Publicis in April 2007 formed a joint venture with Richard Attias for a global events business, PublicisLive. Mr. Attias took a "significant minority interest" in the Geneva-based venture and moved from his previous job managing the company's Publicis Events Worldwide unit. A year later, in April 2008, Publicis said Mr. Attias stepped down "to pursue entrepreneurial opportunities outside the Groupe." John Rossant succeeded him, moving to executive chairman of PublicisLive from Publicis Groupe's VP-communications and public affairs.

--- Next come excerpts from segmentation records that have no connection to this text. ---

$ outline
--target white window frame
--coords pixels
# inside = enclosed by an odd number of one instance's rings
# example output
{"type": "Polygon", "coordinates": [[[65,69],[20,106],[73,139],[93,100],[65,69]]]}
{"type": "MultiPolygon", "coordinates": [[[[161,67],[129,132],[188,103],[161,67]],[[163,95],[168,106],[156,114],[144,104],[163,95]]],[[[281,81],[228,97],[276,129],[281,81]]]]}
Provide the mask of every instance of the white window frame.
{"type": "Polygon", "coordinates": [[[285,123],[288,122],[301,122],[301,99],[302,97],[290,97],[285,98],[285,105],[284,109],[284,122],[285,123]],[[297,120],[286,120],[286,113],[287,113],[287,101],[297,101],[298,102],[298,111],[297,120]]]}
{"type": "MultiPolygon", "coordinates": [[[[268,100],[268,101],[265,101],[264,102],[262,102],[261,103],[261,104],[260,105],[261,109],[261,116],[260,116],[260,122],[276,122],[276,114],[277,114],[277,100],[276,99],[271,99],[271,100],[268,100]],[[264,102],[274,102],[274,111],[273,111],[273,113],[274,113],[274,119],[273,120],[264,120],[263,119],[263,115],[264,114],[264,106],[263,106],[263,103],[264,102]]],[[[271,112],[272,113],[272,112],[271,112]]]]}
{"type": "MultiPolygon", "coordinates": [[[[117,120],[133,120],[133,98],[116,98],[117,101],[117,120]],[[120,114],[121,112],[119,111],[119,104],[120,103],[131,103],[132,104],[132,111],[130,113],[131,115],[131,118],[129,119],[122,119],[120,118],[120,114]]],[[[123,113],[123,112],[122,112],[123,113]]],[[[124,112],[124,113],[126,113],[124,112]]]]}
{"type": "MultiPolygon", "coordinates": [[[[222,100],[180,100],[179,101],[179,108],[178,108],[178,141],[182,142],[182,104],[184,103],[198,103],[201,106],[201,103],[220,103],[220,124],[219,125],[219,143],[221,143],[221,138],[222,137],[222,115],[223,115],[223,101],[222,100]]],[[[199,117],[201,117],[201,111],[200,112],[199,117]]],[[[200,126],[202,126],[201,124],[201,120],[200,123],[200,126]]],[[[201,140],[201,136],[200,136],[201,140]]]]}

Publicis in June 2007 and French software firm Dassault Systemes signed a memorandum of understanding to create 3dswym , a global joint venture focused on web-based 3D. The Paris-based joint venture company is 51% owned by Publicis Groupe and 49% by Dassault. It is developing a web-based platform allowing marketers to connect directly with consumers to jointly create and adapt consumer goods and retail environments using advanced web and 3D tools. SWYM is the acronym for "see what you mean."

A partnership of Publicis Groupe, Droga5 (founded by former Publicis Worldwide Creative Director David Droga) and Los Angeles production company Smuggler in 2007 launched HoneyShed, an online entertainment and shopping channel.